Download App

Chapter 20: Teman baru

"Tentu. Kamu tidak mau berteman denganku?" Tiara menatap sedih Nia. Bibirnya mengerucut, kecewa tak bisa berteman dengan Nia.

"Eh? Aku mau kok." Nia menggelengkan kepalanya. Senyumnya merekah, paras cantiknya terlihat manis saat tersenyum. Kelopak matanya ikut tersenyum, membentuk bulan sabit.

"Baguslah, mulai sekarang kamu temanku, Nia," ujar Tiara senang dan kembali merangkulnya.

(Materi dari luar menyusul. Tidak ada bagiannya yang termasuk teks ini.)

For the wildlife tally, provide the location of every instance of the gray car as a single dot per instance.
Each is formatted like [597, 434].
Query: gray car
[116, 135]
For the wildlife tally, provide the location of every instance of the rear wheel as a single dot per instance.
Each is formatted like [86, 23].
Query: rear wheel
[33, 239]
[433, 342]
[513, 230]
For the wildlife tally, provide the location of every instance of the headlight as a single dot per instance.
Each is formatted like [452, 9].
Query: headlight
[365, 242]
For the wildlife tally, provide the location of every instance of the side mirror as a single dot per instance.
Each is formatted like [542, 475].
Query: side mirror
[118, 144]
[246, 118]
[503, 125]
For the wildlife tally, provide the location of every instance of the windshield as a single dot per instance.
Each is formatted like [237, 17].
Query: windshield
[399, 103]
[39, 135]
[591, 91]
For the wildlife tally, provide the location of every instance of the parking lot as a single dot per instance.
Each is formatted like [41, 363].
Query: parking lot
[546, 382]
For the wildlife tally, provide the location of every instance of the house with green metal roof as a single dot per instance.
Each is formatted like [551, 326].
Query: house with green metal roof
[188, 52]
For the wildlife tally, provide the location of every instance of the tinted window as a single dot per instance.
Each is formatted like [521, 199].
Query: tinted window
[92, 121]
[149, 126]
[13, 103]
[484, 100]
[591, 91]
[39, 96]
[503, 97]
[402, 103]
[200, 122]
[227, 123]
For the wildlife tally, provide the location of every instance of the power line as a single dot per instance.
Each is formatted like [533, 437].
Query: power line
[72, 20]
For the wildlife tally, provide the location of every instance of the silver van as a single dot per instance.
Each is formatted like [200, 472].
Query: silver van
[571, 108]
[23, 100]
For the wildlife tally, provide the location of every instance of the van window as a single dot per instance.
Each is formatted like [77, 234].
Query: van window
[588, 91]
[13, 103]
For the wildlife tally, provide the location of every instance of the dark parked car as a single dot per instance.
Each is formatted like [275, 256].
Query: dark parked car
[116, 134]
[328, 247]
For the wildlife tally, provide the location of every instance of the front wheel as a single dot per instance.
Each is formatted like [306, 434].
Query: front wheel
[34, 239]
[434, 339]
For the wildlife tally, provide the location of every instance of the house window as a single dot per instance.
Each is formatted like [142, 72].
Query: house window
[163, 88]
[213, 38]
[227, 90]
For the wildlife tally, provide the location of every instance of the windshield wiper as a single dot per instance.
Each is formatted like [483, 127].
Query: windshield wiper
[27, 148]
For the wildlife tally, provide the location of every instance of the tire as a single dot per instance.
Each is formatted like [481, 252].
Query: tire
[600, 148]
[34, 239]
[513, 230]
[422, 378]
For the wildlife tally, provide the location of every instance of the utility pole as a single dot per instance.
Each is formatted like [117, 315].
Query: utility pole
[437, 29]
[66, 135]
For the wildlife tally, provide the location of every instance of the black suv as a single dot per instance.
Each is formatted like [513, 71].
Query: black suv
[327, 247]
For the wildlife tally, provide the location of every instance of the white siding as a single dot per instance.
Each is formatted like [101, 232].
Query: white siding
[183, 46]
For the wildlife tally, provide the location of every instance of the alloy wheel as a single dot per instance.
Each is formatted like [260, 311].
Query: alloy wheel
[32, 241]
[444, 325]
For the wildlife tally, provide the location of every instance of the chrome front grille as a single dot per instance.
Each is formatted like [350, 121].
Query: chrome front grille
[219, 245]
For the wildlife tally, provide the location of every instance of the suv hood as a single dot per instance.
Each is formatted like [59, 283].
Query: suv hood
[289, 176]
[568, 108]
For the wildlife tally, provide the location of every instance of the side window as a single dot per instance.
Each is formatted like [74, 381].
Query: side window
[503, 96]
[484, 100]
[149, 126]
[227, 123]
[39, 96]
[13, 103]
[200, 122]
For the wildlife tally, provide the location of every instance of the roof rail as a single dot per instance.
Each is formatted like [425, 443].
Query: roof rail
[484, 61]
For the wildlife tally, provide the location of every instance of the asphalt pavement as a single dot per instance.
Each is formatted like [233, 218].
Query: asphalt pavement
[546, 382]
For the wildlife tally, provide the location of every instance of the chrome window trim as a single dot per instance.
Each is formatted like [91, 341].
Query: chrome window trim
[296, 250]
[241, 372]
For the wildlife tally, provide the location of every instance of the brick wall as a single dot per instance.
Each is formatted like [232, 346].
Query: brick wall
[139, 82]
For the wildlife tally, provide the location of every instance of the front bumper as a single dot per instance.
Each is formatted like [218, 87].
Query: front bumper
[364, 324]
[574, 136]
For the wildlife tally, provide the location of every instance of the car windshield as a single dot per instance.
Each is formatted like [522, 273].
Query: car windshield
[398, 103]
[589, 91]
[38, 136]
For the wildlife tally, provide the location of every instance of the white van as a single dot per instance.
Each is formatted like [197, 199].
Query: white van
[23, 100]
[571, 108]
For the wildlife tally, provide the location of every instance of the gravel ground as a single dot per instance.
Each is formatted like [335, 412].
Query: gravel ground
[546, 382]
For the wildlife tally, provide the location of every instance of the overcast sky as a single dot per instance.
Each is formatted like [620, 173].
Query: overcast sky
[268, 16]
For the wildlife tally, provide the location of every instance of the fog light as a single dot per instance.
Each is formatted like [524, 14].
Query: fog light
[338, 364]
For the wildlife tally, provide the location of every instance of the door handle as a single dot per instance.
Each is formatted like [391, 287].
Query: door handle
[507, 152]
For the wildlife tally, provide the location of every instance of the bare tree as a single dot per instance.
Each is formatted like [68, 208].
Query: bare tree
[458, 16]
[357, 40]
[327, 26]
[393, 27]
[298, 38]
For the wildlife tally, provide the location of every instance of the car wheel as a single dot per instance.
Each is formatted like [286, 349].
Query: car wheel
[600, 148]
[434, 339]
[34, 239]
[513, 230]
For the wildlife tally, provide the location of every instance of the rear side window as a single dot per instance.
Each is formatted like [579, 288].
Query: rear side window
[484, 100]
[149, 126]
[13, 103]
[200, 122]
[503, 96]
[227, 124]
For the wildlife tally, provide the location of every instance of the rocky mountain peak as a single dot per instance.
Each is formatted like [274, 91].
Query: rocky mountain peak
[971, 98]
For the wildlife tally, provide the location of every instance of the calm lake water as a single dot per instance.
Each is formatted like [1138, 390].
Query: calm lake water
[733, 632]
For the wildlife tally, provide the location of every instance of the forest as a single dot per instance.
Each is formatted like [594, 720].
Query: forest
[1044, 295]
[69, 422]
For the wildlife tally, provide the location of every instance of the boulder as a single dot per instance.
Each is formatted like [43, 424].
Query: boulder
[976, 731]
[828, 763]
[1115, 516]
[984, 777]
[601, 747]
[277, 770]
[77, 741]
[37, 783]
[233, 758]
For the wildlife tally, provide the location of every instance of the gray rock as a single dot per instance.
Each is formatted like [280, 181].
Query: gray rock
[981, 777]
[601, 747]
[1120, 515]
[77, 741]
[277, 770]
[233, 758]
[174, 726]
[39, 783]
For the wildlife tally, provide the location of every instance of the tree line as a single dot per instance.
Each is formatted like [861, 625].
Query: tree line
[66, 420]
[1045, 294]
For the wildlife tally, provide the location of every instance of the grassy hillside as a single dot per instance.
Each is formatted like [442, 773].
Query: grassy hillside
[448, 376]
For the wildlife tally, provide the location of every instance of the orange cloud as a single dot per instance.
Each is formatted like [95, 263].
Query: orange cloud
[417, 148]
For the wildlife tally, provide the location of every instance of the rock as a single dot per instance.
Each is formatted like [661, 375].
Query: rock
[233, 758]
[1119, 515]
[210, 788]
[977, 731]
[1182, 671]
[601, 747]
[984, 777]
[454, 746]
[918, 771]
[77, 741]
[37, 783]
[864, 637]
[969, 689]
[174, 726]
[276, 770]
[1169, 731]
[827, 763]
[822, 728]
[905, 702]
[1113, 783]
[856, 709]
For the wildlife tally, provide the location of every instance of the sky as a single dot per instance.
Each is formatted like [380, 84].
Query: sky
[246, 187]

Dua gadis berbeda warna kulit itu bercengkrama panjang lebar. Mereka membicarakan banyak hal. Sesekali gelak tawa keluar dari bibir tipis Nia. Ia tak menyangka Tiara punya selera humor yang cukup bagus. Gadis seputih susu itu senyum manis. Sudah lama ia tak tertawa sebanyak ini.

"Wah senyummu manis juga Nia. Oh ya, boleh minta nomormu? Masa teman gak saling tukar nomor?"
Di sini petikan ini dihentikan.